Median household incomes are on the way up in the Tampa and Sarasota-Bradenton regions, according to a new report from PNC Financial Services Group.
But the gap between local and national wages remains a tough obstacle to overcome, the report adds.
An analysis of U.S. Census Bureau data and Moody's Analytics, the wage and income information is part of PNC's third quarter Tampa Bay market outlook.

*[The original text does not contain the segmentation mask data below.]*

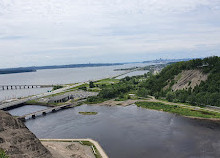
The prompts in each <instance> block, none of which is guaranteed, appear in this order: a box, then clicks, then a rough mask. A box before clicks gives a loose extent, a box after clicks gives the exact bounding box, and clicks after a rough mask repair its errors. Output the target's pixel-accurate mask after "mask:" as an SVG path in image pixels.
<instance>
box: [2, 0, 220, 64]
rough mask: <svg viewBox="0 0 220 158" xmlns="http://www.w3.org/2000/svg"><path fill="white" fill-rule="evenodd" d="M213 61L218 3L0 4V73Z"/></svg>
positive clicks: (218, 38)
mask: <svg viewBox="0 0 220 158" xmlns="http://www.w3.org/2000/svg"><path fill="white" fill-rule="evenodd" d="M213 55H217V56H220V0H0V60H1V62H0V68H6V67H22V66H39V65H62V64H79V63H110V62H135V61H146V60H154V59H159V58H163V59H175V58H197V57H207V56H213Z"/></svg>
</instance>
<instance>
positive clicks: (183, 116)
mask: <svg viewBox="0 0 220 158" xmlns="http://www.w3.org/2000/svg"><path fill="white" fill-rule="evenodd" d="M133 104H135V105H137V106H138V107H143V108H148V109H153V110H158V111H164V112H169V113H175V114H178V115H181V116H183V117H188V118H192V119H200V120H211V121H218V122H220V112H218V111H215V110H210V109H206V108H201V107H197V106H190V105H182V104H178V103H172V102H164V101H161V100H157V99H155V98H142V99H139V100H137V99H135V100H132V99H127V100H124V101H116V100H115V99H111V100H107V101H104V102H102V103H98V104H97V103H95V104H89V105H100V106H101V105H105V106H129V105H133Z"/></svg>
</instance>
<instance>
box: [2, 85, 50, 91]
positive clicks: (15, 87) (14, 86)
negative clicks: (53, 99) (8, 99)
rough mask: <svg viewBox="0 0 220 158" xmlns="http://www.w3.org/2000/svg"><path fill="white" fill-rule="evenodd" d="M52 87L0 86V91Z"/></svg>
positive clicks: (27, 85) (30, 85)
mask: <svg viewBox="0 0 220 158" xmlns="http://www.w3.org/2000/svg"><path fill="white" fill-rule="evenodd" d="M45 87H53V85H0V90H12V89H30V88H45Z"/></svg>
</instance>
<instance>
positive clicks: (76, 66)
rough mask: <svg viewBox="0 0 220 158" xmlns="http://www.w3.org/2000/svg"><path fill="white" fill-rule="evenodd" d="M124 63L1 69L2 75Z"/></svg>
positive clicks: (63, 65)
mask: <svg viewBox="0 0 220 158" xmlns="http://www.w3.org/2000/svg"><path fill="white" fill-rule="evenodd" d="M123 64H124V63H102V64H101V63H97V64H71V65H53V66H34V67H19V68H5V69H0V74H11V73H23V72H35V71H37V70H41V69H60V68H77V67H99V66H114V65H123Z"/></svg>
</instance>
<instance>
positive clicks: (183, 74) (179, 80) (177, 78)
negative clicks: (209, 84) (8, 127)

On the positive side, according to PNC estimates, the median household income has “likely recovered” from its 9% drop during the recession, the report states. The bank forecasts incomes will continue to rise, from around $47,000 a year to $50,000 by 2017. “A tighter labor market and increases in mid-wage employment in such industries as construction, finance and professional services will lift average wages slowly over the next several quarters,” the report states.

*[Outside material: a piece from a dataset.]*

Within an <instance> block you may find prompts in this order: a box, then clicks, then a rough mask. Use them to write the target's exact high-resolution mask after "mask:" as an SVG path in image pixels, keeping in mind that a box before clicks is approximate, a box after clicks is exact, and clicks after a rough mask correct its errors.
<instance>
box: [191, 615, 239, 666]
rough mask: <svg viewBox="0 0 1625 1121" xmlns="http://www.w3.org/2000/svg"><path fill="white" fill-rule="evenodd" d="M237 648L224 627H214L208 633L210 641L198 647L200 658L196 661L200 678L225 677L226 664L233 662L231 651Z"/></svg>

Yet the income increases, say PNC analysts, aren't likely to dent the gap between regional and national median incomes in the “foreseeable future.” It's a stark gap: The median income in the region was about 7% below the national income in 2006, according to the report. That gap, analysts say, has likely widened to about 11%.
Of the two metro areas, North Port-Bradenton-Sarasota enjoys much faster earnings growth because of the better mix of jobs being created, according to the report. In Tampa, most of the jobs being added are in low-wage sectors, including retail, leisure and hospitality. That factor, the report states, “limits the region's potential to close the gap.”